Immer wenn jemand aus der Gemeinde ihn besuchte, steckte er sich eine Zigarette an und stellte seine Bierdose neben sich, als wollte er damit sagen: „Mich seht ihr bestimmt nicht mehr in der Kirche.“

Irgendwann erfuhr ich, dass John beruflich Haushaltsgeräte reparierte. Die älteren Mitglieder der Gemeinde riefen mich häufig an und baten mich darum, irgendetwas zu reparieren. Jetzt, da ich um Johns Fertigkeiten wusste, rief ich ihn regelmäßig an, um mir bei Reparaturen Rat einzuholen.

Das tat ich etwa ein Jahr lang. Damals musste bei uns noch ein Gemeindesekretär berufen werden. Nachdem ich gebeterfüllt darüber nachgedacht hatte, hatte ich den Eindruck, ich solle John dazu berufen.

Dies erklärte ich auch dem Pfahlpräsidenten, der jedoch erwiderte: „Wir können ihn im Moment nicht berufen. Er raucht und trinkt doch!“ Ich bat den Pfahlpräsidenten, ihn dennoch zu einem Berufungsgespräch einzuladen. John erschien auch zu dem Termin, lehnte die Berufung jedoch nachdrücklich ab mit der Begründung, er sei dafür nicht würdig.

So blieb alles vorerst beim Alten: John war weiterhin inaktiv und ich holte mir regelmäßig bei ihm Rat ein. Während dieser Zeit fragte ich ihn bewusst nicht, ob er nicht zur Kirche zurückkehren wolle. Ich bat den Pfahlpräsidenten, ihn erneut zu einem Gespräch einzuladen. Wieder lehnte John die Berufung ab, fügte diesmal jedoch hinzu: „Ich melde mich, sobald ich bereit bin.“

Ich holte mir auch weiterhin Rat bei ihm ein und freundete mich so gut ich konnte mit ihm an.

Eines Tages erhielt ich einen Anruf: „Spreche ich mit dem alten Bischof?“ Von da an sprach er mich mit diesem Titel an. „Hier ist John. Ich bin bereit.“ Er nahm die Berufung an und wurde unser Gemeindesekretär.

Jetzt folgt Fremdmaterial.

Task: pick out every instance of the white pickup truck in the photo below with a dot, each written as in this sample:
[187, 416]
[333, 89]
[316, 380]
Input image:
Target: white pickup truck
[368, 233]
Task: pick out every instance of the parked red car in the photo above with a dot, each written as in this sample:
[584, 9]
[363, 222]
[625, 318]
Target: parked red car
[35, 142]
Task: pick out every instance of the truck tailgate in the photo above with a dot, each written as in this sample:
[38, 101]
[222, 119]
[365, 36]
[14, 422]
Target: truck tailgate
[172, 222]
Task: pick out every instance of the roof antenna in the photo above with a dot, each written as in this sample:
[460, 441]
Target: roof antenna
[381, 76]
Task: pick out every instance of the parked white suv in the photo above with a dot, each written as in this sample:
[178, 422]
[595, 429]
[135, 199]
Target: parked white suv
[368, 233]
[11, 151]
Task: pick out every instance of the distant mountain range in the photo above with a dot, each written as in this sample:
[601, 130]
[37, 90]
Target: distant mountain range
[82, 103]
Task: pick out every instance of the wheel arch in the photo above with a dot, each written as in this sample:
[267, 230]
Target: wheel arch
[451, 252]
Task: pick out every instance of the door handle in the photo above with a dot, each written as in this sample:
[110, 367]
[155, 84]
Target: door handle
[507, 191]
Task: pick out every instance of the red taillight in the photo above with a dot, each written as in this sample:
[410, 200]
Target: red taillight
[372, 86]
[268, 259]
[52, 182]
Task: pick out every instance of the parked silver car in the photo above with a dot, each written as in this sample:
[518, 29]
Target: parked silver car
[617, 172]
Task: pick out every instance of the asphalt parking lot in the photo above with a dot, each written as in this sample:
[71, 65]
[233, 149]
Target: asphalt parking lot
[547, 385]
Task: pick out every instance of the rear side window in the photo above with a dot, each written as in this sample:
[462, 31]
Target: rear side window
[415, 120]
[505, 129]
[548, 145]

Im Laufe der Jahre hatte John etliche Berufungen inne. Zusammen mit seiner Frau erfüllte er eine Mission und derzeit dienen sie im Tempel. Zu meinem 50. Hochzeitstag schrieb mir John: „Vielen Dank, Bischof! Sie haben mir das Leben gerettet.“

Ich kann gar nicht in Worte fassen, wie sehr ich mich darüber freue, dass meine Geduld und meine Bitte um Hilfe dazu beigetragen haben, dass John zur Kirche zurückgekehrt ist.